Et ils ajoutent que « la prospection est la capacité réelle qui, lorsqu’elle est exprimée de la meilleure façon, fait de l’aspiration à la sagesse une réalité. C’est pourquoi il serait plus adéquat de nous designer par l’expression Homo prospectus. »
Que reste-t-il à notre Homo sociologicus ?
Ralf Dahrendorf indique clairement que cet être théorique est une réduction, un modèle de la réalité, une pure « construction scientifique ». En effet, « chaque discipline », affirme-t-il, « si elle veut établir des thèses précises et vérifiables, doit réduire son sujet à certains éléments à partir desquels on peut systématiquement construire, sinon un portrait de l’expérience vécue, du moins une structure qui peut inclure une partie de la réalité. » (8)
Quant à l’Homo sociologicus, il se situe à la jonction entre la sphère de l’individu et le monde social. Dahrendorf insiste sur le fait qu’une catégorie ou un concept doit nécessairement être supposé afin de donner de la réalité à cette jonction. Pour lui, ce concept est celui de « rôle » :
« Au point d’intersection de l’individu et de la société se trouve l’homo sociologicus, l’homme en tant que porteur de rôles socialement prédéterminés. »
Afin de justifier cette définition, Dahrendorf ajoute que, « pour un sociologue, l’individu est ses rôles sociaux ».
C’est ici que l’Homo sociologicus possède une certaine pertinence. Dans le précédent billet, il était question du rôle des footballeuses – non pas de leur rôle étroit (mais réel) de participantes à une activité sportive, mais du fait qu’elles sont l’objet d’attentes sociales – qu’elles occupent un authentique rôle social. En ce sens, l’expression Homo sociologicus est plutôt bien adaptée à leur situation et à leur statut actuels.
Alain Anquetil
(1) Les formules du type « Homo sociologicus » désignent « l’originalité ou l’activité de l’homme dont il est question » (CNRTL).
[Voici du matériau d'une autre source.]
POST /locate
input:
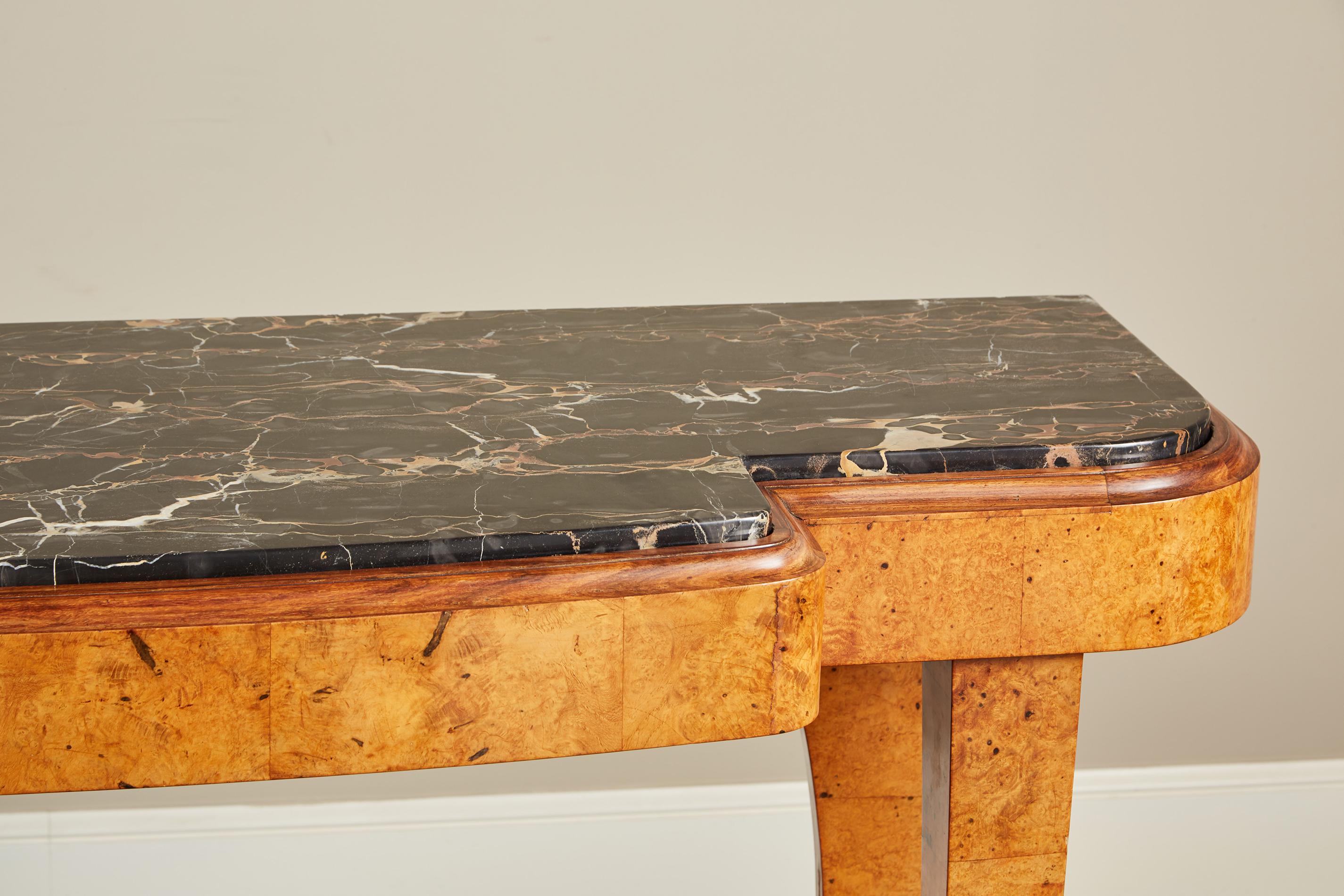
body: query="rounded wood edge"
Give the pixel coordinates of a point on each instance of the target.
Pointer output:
(1229, 457)
(788, 554)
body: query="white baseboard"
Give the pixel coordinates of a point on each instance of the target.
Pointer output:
(707, 820)
(1250, 829)
(722, 822)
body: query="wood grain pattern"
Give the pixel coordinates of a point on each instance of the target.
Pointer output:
(864, 749)
(954, 569)
(105, 710)
(787, 554)
(1014, 735)
(409, 691)
(1019, 876)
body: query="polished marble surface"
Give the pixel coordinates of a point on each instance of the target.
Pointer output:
(206, 448)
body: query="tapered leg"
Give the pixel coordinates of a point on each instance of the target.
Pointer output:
(945, 778)
(864, 749)
(1010, 729)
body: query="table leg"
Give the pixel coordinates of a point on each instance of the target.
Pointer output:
(976, 755)
(864, 749)
(999, 739)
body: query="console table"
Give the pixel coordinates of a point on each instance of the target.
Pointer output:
(238, 550)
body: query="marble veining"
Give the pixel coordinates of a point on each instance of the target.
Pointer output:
(163, 449)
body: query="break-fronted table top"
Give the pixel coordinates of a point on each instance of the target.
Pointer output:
(136, 450)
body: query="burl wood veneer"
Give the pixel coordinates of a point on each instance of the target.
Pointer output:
(541, 672)
(234, 550)
(1030, 570)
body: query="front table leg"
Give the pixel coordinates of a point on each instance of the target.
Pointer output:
(999, 739)
(992, 798)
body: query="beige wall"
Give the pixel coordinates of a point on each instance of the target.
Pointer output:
(1183, 163)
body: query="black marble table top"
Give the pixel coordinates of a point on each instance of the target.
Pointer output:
(214, 448)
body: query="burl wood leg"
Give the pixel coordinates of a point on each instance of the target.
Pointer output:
(864, 747)
(996, 821)
(980, 751)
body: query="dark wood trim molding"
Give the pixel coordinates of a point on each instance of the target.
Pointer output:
(1229, 457)
(787, 554)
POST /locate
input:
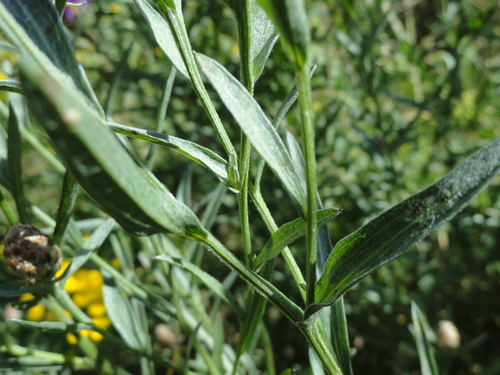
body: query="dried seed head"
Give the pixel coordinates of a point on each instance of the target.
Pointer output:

Ces expressions ont été construites à partir de celles qui utilisent « Homo » afin de nommer des genres d’hominidés (par exemple Homo sapiens, Homo erectus et Homo abilis).
(2) E. E. Williams & M. Chapman Findlay III, « A reconsideraton of the rationality postulate », American Journal of Economics and Sociology, 40(1), 1981, p. 18-19. Cités par Amitai Etzioni, The moral dimension, toward a new economics, New York, The Free Press, 1988.
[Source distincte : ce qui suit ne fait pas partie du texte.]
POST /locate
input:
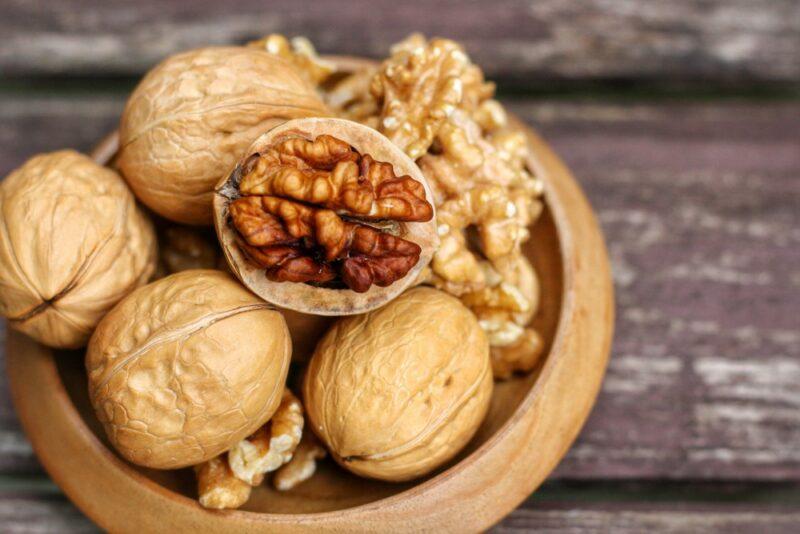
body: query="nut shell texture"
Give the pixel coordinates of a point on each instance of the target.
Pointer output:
(186, 367)
(192, 116)
(72, 244)
(397, 392)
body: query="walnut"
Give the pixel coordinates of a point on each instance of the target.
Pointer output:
(481, 184)
(185, 367)
(226, 481)
(325, 216)
(418, 87)
(217, 487)
(270, 446)
(192, 116)
(184, 248)
(296, 243)
(521, 356)
(430, 99)
(397, 392)
(301, 53)
(303, 464)
(351, 98)
(72, 243)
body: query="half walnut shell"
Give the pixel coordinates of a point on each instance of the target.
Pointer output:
(327, 217)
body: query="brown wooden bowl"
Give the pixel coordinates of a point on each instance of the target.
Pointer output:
(531, 423)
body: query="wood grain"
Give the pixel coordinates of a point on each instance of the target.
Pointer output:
(35, 513)
(698, 203)
(731, 41)
(626, 518)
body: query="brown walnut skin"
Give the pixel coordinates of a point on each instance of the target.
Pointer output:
(191, 118)
(186, 367)
(399, 391)
(72, 243)
(313, 299)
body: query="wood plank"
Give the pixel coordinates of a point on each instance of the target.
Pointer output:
(722, 40)
(698, 202)
(45, 513)
(625, 518)
(42, 514)
(699, 205)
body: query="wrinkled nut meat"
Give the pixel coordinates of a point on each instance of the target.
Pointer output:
(397, 392)
(192, 116)
(72, 243)
(186, 367)
(325, 216)
(430, 99)
(285, 236)
(303, 464)
(226, 481)
(271, 446)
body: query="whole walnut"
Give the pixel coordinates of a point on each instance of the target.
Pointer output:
(72, 243)
(186, 367)
(192, 116)
(397, 392)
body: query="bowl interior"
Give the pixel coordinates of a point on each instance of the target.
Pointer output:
(333, 488)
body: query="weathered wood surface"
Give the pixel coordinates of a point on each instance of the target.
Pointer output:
(722, 40)
(635, 519)
(54, 514)
(699, 205)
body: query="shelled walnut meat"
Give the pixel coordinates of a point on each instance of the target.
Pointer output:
(431, 100)
(192, 116)
(72, 243)
(185, 367)
(397, 392)
(325, 216)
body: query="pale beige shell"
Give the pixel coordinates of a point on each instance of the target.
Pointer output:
(397, 392)
(185, 367)
(72, 243)
(190, 119)
(306, 298)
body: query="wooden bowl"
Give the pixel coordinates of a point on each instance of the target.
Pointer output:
(531, 423)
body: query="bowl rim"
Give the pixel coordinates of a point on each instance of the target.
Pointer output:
(566, 234)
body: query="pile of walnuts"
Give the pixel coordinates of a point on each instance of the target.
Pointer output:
(396, 194)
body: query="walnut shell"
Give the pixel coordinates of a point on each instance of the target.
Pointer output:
(185, 367)
(397, 392)
(72, 243)
(313, 299)
(191, 117)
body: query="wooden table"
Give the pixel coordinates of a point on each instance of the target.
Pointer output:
(691, 158)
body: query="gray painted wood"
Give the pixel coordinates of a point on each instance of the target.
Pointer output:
(731, 41)
(699, 206)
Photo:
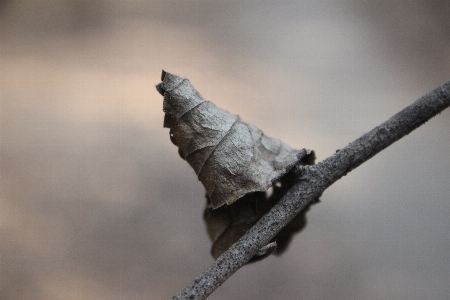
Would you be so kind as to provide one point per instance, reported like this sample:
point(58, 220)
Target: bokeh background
point(97, 204)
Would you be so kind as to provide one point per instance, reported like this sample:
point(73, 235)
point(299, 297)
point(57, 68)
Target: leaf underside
point(230, 157)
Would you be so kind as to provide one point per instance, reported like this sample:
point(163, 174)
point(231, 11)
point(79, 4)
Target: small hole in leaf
point(269, 192)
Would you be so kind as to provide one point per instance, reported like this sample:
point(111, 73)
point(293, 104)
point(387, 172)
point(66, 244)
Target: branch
point(311, 182)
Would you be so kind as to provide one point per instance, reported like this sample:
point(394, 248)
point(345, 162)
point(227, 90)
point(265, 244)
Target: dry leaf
point(230, 157)
point(226, 224)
(3) T. O. Nitsch, « Economic man, socio-economic man and Homo-economicus humanus », International Journal of Social Economics, 9(6/7), p. 20-49.
(4) E. J. O’Boyle, Personalist economics: Putting the Acting Person at the center of economic affairs, Mayo Research Institute, révisé en juillet 2014. URL : www.mayoresearch.org/files/PERSONALIST%20ECON%20III.pdf
(5) E. J. O’Boyle, Personalist economics: Moral convictions, economic realities, and social Action, New York, Springer Science+Business Media, 1998. Boyle cite Joseph B. Schuyler, « Heinrich Pesch, S.1.: 1854-1926 », Social Theorists, C. S. Mihanovich (dir.), Milwaukee, The Bruce Publishing Company, 1953, et Gustav Gundlach, « Solidarist Economics: Philosophy and Socio-Economic Theory in Pesch », Social Order, 1(4), avril 1951.
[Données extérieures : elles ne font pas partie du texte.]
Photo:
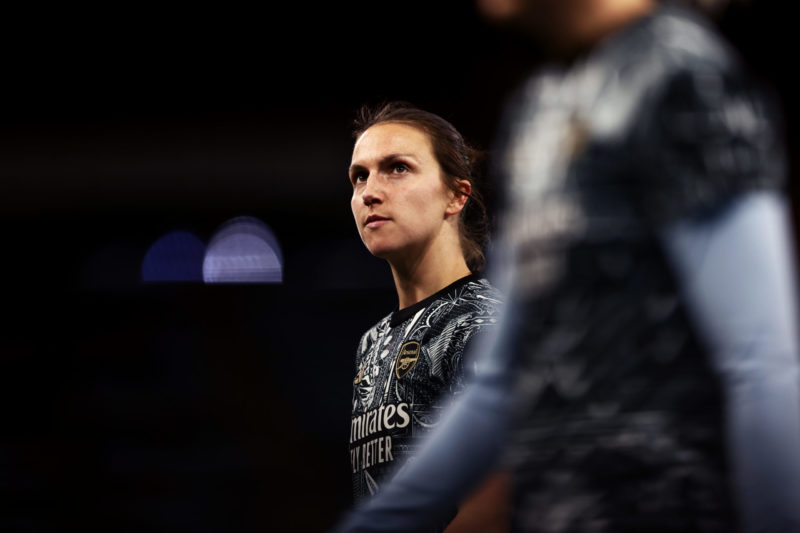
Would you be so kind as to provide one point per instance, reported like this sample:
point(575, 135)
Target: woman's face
point(399, 199)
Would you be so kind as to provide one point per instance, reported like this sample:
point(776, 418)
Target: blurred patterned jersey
point(621, 426)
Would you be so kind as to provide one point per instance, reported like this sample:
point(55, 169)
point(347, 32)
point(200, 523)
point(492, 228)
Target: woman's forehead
point(392, 137)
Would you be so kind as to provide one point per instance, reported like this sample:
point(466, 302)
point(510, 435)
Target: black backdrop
point(191, 407)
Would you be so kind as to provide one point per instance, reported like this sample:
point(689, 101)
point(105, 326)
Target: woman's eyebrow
point(383, 160)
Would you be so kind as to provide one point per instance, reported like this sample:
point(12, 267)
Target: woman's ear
point(458, 200)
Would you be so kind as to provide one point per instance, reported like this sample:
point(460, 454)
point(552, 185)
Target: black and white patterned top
point(408, 367)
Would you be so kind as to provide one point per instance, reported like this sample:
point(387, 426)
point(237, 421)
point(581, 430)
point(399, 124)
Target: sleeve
point(458, 455)
point(737, 271)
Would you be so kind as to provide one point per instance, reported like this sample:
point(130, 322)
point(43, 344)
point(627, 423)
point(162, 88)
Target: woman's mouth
point(375, 221)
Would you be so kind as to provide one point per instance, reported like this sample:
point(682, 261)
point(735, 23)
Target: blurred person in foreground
point(416, 204)
point(644, 376)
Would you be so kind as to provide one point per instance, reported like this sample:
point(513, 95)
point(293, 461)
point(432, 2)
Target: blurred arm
point(737, 272)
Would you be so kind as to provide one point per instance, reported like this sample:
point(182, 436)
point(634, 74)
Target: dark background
point(191, 407)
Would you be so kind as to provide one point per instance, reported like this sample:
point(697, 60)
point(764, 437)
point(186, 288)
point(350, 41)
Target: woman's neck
point(430, 274)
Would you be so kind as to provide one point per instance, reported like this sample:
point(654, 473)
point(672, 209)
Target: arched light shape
point(243, 250)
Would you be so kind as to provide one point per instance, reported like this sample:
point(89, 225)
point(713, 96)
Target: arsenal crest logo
point(406, 359)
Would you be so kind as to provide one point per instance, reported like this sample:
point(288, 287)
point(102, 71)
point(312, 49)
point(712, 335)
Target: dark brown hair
point(457, 160)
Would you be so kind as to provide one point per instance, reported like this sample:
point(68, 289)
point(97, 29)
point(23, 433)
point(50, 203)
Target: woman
point(651, 329)
point(416, 206)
(6) L. Dumont, Homo aequalis I, Genèse et épanouissement de l’idéologie économique, Paris, Gallimard, 1985, et Homo hierarchicus : le système des castes et ses implications, Paris, Gallimard, 1979.
(7) J. Huizinga, Homo Ludens. A study of the play-element in culture, Londres, Routledge & Kegan Paul, 1949, tr. C. Sérésia, Homo Ludens : essai sur la fonction sociale du jeu, Paris, Gallimard, 1951.
(8) R. Dahrendorf, Homo Sociologicus, Londres, Routledge & Kegan Paul, 1973.
(9) M. E. P. Seligman, P. Railton, R. F. Baumeister et C. Sripada, Homo prospectus, Oxford, Oxford University Press, 2016.